Without reliable perimeter threats beyond Grayson Allen and Royce O’Neale, the margin for error shrinks fast. And in the first half, Devin Booker wasn’t doing much to change that. Six points. All from the line. He went 0-for-3 from the field and missed both of his attempts from deep. The offense looked disjointed, unsure, slow to recognize itself.
Then came halftime.
Whatever was said in that locker room, it worked. Phoenix came out with a different energy, one that felt urgent. They pressed full-court, forced turnovers, and turned chaos into momentum. Brooklyn, the same team that shot 60% in the first half, suddenly couldn’t buy a basket. The Suns clawed their way back, possession by possession, and Devin Booker finally arrived.
You could feel it. The Macao crowd knew it too. They were there to see him, and when he caught fire, the building came alive. The Suns flipped the game with a 30–13 third quarter and took control, holding Brooklyn to 12% shooting in the third.
The fourth quarter/overtime was what you expect from a preseason game: young players fighting for a roster spot, developmental minutes scattered across the floor. But the damage was done in the third, and that stretch said something. It said this team can adjust. It said they’re learning what it takes to respond.
When disruption turns into self-destruction
One realization hit me as I watched this game: the Suns’ depth is going to be tested this season. That much feels inevitable.
When you play with aggression, the kind Phoenix showed right from the opening tip, you invite whistles. Active hands can create chaos, but they can also create problems. Every swipe and reach carries a cost. For every deflection or steal, there’s the risk of a foul, and when those start piling up, the whole rhythm shifts.
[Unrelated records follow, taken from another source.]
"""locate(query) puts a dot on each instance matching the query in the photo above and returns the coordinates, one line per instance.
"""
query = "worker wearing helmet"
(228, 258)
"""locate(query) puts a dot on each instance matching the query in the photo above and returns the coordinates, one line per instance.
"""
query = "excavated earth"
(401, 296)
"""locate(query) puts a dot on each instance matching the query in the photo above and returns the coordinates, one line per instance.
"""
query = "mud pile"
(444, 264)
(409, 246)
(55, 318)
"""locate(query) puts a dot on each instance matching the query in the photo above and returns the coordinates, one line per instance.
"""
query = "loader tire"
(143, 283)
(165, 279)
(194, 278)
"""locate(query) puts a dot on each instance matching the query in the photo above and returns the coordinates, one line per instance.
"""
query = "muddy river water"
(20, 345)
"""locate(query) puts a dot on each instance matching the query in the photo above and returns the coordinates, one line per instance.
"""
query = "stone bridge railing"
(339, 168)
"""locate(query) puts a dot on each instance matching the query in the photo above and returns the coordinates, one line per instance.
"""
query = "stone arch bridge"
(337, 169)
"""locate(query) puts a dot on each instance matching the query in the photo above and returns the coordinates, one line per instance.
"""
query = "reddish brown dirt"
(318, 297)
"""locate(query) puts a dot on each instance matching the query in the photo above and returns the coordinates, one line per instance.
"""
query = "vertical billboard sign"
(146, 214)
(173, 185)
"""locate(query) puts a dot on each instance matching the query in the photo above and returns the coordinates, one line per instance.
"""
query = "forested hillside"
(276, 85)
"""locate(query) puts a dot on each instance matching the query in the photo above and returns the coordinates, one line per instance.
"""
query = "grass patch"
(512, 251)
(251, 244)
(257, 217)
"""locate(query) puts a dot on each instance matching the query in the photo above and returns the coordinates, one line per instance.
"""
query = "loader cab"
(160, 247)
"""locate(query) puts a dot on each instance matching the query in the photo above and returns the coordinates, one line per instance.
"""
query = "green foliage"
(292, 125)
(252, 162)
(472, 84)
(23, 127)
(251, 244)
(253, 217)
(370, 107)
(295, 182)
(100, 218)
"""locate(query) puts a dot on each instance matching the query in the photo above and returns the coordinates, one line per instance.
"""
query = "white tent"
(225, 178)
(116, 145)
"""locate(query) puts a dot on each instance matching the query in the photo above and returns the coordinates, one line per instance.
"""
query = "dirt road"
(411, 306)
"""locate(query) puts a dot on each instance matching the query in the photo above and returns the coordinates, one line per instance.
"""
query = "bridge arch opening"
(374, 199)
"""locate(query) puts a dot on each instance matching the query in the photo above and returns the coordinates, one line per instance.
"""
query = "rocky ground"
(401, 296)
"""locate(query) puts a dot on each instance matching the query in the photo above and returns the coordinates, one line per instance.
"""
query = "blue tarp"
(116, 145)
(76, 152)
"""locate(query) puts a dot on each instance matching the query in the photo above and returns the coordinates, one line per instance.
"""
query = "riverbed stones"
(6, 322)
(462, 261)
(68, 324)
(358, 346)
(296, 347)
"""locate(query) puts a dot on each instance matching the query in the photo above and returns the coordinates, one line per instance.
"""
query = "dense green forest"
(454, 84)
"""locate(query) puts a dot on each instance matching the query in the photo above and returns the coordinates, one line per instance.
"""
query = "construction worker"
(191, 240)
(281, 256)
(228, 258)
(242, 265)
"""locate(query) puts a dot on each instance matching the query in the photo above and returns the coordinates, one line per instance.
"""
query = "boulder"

The Suns committed 39 fouls in this game. Brooklyn had 29. That’s a canyon, not a margin. And it’s not sustainable. You can’t keep sending teams to the line and expect to win. You can’t expect your best defenders to stay effective when they’re glued to the bench.
There’s a fine line between disruption and self-destruction. The Suns walked that line all morning (or, well, night for them). Sometimes it worked. Sometimes it didn’t. But it’s clear: if they want to play with this kind of edge, their discipline will have to evolve alongside it.
Today’s game was a reminder of what to expect this season, in every sense.
The Suns are going to get blitzed at times. With so much youth in the rotation, defensive rotations will lag, and in the NBA, that single beat of hesitation is all it takes for an opponent to capitalize. This team will also play with aggression, maybe too much of it, walking that double-edged line between disruption and foul trouble all year long.
No, it wasn’t all roses and rainbows in China this morning. I’ll admit, somewhere midway through the first quarter, I questioned whether waking up this early was worth it. But I know myself too well. I can’t not watch the Suns. I can’t not be part of the experience, even from a couch thousands of miles away, in the dark hours before dawn.
So I’ll be right back at it on Sunday morning, up at 4 a.m., coffee in hand, ready to see what this team becomes. Because that’s what this season will be: a reminder of where they are, how far they have to go, and why we keep watching anyway.